Not all patients have been reached by these advances though and there is an urgency to achieve more.
Bristol Myers Squibb has been a pioneer in bringing immunotherapy, including dual immunotherapy combinations, forward to patients, and continues to examine the immune system from multiple perspectives in order to find potentially complementary combinations of therapies.
Building upon existing therapies that overcome immune inhibition
Bristol Myers Squibb has pursued a number of ways to address the immune response and leverage it to attack tumors. CTLA-4 and PD-1 are immune checkpoints that inhibit the immune response and, in a healthy person, work to keep the immune system in check. In patients with cancer, tumor cells can potentially manipulate immune checkpoints to evade attack from T cells, or the body’s immune response. Existing therapies have successfully leveraged inhibition of these immune checkpoints to release the “brakes” from T cells and allow them to recognize and to attack tumors.
LAG-3 is another immune checkpoint, and it is a focus of research efforts at Bristol Myers Squibb. LAG-3, a protein found on the surface of certain T cells, may promote T cell exhaustion, which can allow tumors to evade the immune system. Researchers have found that blocking the LAG-3 receptor on T cells may help them to overcome exhaustion, another way of releasing the “brakes” from T cells.
The strategy of leveraging LAG-3 to fight cancer seems particularly promising when used in combination with existing immunotherapies. The decision to pursue various combinations is made based on scientific rationale and deep knowledge of how different mechanisms of action can work together.
Bristol Myers Squibb is exploring doublet and triplet combinations that bring together LAG-3 with existing therapies. We believe we have the opportunity to leverage therapies with similar mechanisms of action, as well as those with complementary mechanisms of action.
Exploring the promise of immunostimulatory therapy
Research has also focused on immunotherapies that directly stimulate the immune system, as opposed to those that work by overcoming inhibition of the immune response. For example, therapies leveraging the IL-2 pathway may directly activate, or agonize, the immune system. They step on the “gas” of the immune system.

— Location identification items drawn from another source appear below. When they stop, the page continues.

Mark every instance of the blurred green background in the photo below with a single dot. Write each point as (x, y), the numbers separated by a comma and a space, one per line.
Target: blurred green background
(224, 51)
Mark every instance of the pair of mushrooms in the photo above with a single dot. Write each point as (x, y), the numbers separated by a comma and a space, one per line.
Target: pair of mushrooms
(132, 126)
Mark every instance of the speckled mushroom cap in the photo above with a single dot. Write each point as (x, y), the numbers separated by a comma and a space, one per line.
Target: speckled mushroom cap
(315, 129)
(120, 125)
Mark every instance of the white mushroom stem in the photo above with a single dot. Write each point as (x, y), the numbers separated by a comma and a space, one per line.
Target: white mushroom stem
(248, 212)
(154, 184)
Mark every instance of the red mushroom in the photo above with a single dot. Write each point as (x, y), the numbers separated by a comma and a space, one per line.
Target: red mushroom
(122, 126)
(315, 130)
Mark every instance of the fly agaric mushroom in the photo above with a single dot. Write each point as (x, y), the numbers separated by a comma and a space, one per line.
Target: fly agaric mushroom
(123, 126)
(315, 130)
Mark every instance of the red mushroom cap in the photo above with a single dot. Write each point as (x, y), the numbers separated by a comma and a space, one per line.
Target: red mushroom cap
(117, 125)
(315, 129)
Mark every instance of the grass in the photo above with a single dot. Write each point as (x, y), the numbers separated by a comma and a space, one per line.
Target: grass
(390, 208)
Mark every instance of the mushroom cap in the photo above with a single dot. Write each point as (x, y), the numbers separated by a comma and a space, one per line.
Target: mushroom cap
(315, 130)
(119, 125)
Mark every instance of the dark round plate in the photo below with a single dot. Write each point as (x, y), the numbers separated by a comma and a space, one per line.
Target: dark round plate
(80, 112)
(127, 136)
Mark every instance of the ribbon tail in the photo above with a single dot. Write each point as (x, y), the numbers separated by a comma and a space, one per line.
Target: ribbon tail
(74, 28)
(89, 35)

“We believe that immunostimulatory therapies may show promise when used in combination with existing therapies that overcome immune inhibition. We are well positioned to bring these types of dual immunotherapy regimens forward,” said Gary Grossfeld, Global Development Project Leader at Bristol Myers Squibb. “Leveraging more than one pathway can potentially improve the immune system response to cancer, thereby building on the efficacy of single agent therapy while maintaining a favorable safety profile.”
The importance of precision medicine
Part of bringing new therapies forward is ensuring that they are targeted to specific diseases and patient populations.
Certain biomarkers – whether genetic or protein based – may give an indication that one type of therapy or combination will work better in some patients versus others.
“Our study protocols are filled with exploratory biomarker work aimed at understanding which patients are likely to benefit from certain treatments. We are dedicated to a precision medicine approach in our development programs, and I expect we may see great progress in the next several years,” said Grossfeld.
Grossfeld believes that a focus on precision medicine, as well as a strategic approach to building on existing therapies with investigational agents, have positioned Bristol Myers Squibb at the forefront of immuno-oncology research. Despite advances in treatment of cancer with immunotherapy, a large number of unmet clinical needs remain. The goal is always to move the needle for patients.